Many states also have an MFT (marriage and family therapy) license, which is a Master's level degree. I chose it specifically because it seemed to qualify me for the work I wanted to do (mental heath, family, individual, couples) without putting me into the debt that a Ph.D. program would create; an article I read also indicated that I would be unlikely to recoup the Ph.D. debt as a private-practice therapist.
posted by occhiblu at 11:43 PM on October 30, 2007

mynameismandab is incorrect about what "most" social workers do. Clinical social workers have provided psychotherapy in this country for decades longer than counselors. There are important differences in SW between community practicioners, case managers, and clinical social workers. The Master's program you choose should be chosen based on the strengths of that program to teach you what you really want to do.

It's true that if you get an MSW you will have to work under supervision for a couple of years before you can be licensed to practice independently. It's really not too onerous, and there are a bunch of reasons why its a good idea, not least because starting a private practice is tough and it takes both contacts and a back-up plan. Many people have both agency jobs and private practices for several years before having a full time PP (if that's what they want). Keep in mind that when you have a full time PP you need to pay for not only your time, but also office space, insurance, health insurance, etc. It can take a while to get your referral network established so that you can do that easily. You would be unlikely to make all that much more (if any more) as a therapist in PP your first couple of years.

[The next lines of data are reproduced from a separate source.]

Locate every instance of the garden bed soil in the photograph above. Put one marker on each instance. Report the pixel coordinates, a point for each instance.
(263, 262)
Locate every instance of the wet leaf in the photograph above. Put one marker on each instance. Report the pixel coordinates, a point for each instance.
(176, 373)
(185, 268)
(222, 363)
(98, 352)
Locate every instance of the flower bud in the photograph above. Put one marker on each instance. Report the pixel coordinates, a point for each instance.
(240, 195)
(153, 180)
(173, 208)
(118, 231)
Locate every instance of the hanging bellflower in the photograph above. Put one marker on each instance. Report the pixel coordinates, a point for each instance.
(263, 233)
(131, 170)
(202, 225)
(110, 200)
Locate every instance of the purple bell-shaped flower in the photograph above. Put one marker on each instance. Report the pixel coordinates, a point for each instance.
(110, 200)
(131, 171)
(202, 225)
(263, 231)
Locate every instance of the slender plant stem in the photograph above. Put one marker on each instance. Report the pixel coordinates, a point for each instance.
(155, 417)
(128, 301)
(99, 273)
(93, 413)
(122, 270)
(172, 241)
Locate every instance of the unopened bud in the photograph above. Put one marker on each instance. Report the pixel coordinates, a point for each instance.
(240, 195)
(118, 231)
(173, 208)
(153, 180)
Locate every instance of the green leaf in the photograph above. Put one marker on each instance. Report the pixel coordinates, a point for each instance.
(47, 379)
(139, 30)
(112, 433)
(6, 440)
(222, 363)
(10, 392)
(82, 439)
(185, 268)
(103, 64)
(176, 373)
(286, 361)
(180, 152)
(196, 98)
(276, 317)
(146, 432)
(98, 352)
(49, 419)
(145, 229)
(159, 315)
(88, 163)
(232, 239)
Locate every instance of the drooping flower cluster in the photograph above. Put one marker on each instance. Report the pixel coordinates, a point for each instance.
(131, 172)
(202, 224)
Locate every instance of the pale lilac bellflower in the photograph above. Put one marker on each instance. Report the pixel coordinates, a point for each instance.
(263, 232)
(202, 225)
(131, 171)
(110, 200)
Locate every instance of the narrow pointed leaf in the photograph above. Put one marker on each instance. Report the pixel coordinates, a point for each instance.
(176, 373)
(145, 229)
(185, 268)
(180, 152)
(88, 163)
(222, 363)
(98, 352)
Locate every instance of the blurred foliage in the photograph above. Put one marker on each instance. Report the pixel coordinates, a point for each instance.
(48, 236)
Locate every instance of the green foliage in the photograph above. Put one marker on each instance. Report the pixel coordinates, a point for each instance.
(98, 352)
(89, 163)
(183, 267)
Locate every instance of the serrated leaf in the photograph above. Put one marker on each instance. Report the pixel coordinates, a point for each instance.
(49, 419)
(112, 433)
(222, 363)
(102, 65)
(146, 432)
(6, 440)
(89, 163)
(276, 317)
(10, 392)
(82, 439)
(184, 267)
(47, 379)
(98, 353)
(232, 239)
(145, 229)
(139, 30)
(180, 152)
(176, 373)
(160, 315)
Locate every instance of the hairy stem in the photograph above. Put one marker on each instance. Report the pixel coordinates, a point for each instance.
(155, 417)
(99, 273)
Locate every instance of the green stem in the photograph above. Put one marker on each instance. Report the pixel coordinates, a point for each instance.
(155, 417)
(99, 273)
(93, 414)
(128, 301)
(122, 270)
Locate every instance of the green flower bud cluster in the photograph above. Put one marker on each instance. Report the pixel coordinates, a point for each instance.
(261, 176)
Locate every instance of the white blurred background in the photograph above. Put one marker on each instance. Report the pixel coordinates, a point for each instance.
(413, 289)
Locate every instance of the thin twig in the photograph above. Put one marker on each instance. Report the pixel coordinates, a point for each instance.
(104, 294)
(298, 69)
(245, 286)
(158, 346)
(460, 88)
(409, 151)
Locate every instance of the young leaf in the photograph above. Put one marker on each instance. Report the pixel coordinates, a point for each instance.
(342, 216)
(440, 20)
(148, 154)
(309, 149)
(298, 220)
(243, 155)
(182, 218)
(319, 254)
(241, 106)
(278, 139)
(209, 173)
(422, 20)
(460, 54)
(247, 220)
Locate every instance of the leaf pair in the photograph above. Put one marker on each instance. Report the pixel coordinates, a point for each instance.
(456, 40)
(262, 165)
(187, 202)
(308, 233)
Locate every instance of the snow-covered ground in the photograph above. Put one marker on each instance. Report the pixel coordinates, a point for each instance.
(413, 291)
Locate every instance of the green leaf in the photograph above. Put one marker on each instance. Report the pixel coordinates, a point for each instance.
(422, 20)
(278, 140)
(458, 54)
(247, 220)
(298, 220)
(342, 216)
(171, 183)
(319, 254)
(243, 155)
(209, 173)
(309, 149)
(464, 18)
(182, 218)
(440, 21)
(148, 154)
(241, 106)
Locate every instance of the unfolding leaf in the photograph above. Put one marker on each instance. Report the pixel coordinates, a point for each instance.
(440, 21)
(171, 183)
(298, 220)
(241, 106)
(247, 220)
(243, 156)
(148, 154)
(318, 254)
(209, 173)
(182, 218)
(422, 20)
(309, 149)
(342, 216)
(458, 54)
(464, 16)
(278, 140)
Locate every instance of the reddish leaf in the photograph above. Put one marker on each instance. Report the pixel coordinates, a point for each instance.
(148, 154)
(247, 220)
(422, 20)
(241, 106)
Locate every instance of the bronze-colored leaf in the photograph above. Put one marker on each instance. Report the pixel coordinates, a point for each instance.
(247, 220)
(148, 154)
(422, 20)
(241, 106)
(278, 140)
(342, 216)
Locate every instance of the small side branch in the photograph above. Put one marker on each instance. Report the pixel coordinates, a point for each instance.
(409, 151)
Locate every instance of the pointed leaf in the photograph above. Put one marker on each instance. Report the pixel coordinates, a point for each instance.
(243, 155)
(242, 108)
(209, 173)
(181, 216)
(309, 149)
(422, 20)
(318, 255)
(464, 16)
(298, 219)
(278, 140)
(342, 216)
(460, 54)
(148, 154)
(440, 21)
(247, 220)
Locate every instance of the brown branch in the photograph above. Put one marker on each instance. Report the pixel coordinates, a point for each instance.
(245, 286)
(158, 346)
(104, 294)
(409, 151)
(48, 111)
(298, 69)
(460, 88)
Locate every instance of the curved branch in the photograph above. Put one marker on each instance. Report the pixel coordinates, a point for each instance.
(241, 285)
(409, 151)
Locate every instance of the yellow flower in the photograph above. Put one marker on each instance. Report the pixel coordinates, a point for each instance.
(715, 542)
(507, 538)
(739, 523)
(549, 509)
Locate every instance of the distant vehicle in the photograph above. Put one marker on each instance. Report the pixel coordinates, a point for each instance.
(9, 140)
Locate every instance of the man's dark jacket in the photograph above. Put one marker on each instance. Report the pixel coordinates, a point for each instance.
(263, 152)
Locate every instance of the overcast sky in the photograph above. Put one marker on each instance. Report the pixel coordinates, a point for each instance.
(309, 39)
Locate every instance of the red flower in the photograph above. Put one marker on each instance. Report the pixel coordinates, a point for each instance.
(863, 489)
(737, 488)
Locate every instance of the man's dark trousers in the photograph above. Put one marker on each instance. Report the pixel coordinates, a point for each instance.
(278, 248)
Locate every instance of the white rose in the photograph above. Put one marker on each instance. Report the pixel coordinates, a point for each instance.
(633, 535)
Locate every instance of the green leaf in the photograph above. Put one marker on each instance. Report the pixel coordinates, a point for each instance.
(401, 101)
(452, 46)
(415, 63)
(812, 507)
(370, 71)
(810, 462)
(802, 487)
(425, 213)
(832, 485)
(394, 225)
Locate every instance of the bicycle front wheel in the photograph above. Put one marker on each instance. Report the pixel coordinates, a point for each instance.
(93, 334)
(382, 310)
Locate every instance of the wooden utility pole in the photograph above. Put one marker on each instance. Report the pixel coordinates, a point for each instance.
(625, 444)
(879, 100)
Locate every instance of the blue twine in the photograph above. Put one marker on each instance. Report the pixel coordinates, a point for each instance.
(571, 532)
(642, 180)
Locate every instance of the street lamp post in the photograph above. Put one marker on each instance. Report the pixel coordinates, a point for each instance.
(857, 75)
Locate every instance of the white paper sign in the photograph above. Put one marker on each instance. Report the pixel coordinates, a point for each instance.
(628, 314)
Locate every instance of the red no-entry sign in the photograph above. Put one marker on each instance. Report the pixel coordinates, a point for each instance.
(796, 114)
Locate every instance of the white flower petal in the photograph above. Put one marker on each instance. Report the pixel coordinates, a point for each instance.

If you're just interested in private practice then I would choose a profession in which the terminal degree is short (Master's). It doesn't much matter if that's MFT, Counseling or Social Work. (Although I think social workers ask "What's better?" best! :) ).

If you think you might want to do something like teach, then and really only then, would I consider a PhD.
posted by OmieWise at 6:06 AM on October 31, 2007

Response by poster: Thanks everyone for your suggestions. I'm inclinded towrds a LCSW. I want to get there in the shortest amount of time, but my objective is to find out which degree best serves one wanting the be a therapist with the potential for having their own practice, so your comments help.